By Susan DeLay
My mother lied to me.
Face it, with the possible exception of Mother Teresa, most mothers lie. Mom passed away three years ago at 89, but I am certain she spent most of her adult years burning the midnight oil and memorizing facts from Mom’s Axioms to Get Your Kids to Do What You Want. It’s a book that’s secretly handed down from generation to generation and available only to mothers, kindergarten teachers, and nannies.
Mom Lies Saved Lives
Mom passed away a few years ago, but I still remember the whoppers she told me when I was growing up—whoppers that I still live by. Granted, her lies were for my own good—designed to keep me safe, healthy, and most of all, alive. (Minus that big fat lie about having to eat carrots.)
While mothers everywhere tell us lying is not okay, that’s not completely true. The lies Mom told my brother, sister, and me might have meant the difference between death by spanking and death period.
Mom’s Top 10 Whoppers
- Coffee will stunt your growth. My grandmother drank coffee and my parents drank coffee—a lot of it. How come they weren’t short? Starbucks may not know about this one. Neither do their millions of customers.
- If you eat seeds (watermelon, orange, grapefruit), it’s inevitable you’ll end up with a tree growing in your stomach. I wonder if nutritionists know about this. They’re big on encouraging people to eat seeds as part of a healthy diet.
- Crack your knuckles and your fingers will fall off. Yep, just like that. Thunk, thunk, thunk on the ground.
- Wait 30 minutes after eating before going into the water or you’ll get cramps and die. I believed this one so strongly that I wouldn’t even get into the bathtub until at least 30 minutes after dinner. Showers are okay. You won’t die from a post-meal shower—unless you happen to be spending the night in the Bates Motel.
- Wear a hat when you go outside in cold weather, or you’ll get pneumonia and die. A parallel safety violation is never go outside with wet hair because you’ll catch pneumonia and die. It’s okay to go out in the rain because you’re not made of sugar and you won’t melt. Just make sure you have a hat and umbrella. Otherwise, well, you could die.
- Never answer a phone on the first ring. Rumor has it this is done to deceive people into thinking you have better things to do than sit by the phone. Of course, this was before we carried our phones with us everywhere we went. Even the bathroom. (Ewww.)
- If you sit too close to the TV, you’ll go blind. Watching television in the dark is a surefire path to losing your eyesight. It won’t happen all at once, of course. Your eyes will start to deteriorate and you’ll need glasses, which is unfortunate because Mom also said boys don’t make passes at girls who wear glasses.
But wait. There’s more. After enough television watching from an unsafe distance, you’ll graduate to dark glasses, a white cane, and a seeing-eye dog. To this day, I watch TV from across the room with the lights on. Once you pass a certain age, your eyes are going to deteriorate anyway. Mom didn’t have an answer for that, but I did. It’s called old age.
- If you forget something and go back into the house to get it, sit down before you leave again. There is a possibility you might die if you don’t. To this day, I follow this rule. I heard it from both my grandmother and my mom.
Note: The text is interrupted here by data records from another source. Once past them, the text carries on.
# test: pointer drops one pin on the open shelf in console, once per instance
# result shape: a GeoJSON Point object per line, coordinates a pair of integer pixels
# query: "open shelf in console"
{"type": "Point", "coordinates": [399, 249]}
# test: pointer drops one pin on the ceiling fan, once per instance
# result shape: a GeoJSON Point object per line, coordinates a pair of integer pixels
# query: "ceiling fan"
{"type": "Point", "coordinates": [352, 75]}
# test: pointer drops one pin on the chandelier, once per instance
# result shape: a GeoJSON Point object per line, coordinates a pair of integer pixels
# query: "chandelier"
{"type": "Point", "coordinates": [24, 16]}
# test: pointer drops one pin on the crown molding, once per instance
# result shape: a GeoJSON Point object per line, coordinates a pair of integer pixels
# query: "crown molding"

And I think I read it in the National Enquirer, so it must be true.
- This is going to hurt me more than it hurts you. This rule, usually applied before a parent doles out punishment, has puzzled children since the beginning of time. Just how, exactly is this going to hurt you more than me? I once offered to help take her pain by switching places. I was very sorry I asked.
- My all-time favorite Mom lie is that eating carrots will not only help our eyesight, but it will also allow us to see in the dark. The World Carrot Museum says this falsehood was started by the British Ministry of Information to mislead the Nazi Luftwaffe (Air Force) during World War II. Luftwaffe pilots struck at night and thanks to secret radar technology, the Royal Air Force (RAF) fought them off. Rather than let the Nazis discover the Airborne Interception Radar, Brits concocted a farce that RAF pilots had night vision because they ate carrots. Lies. All of it.
I still think of my mother every time I stare down a cooked carrot.
So, Happy Mother’s Day, Mom. I love you.
And that’s no lie.
Susan DeLay is from the Buckeye State where she took her first paying job at the age of 15, writing a newspaper column called Teen Talk. She lived in the Chicagoland area for 20-some years before giving away her shovel and ice scraper and moving to The Villages.
An industry veteran in publishing services, PR and media relations, Susan wrote “DeLayed Reaction,” a newspaper column, for 25 years. The column is now a blog at www.susandelay.wordpress.com.
She is a member of the American Society of Journalists and Authors, The Florida Writers Association, Pen, Paper & Pals, Writers League of the Villages, and Working Writers Critique Group. She is currently learning that poems don’t have to rhyme and is working on a novel entitled “Saving Jesus.”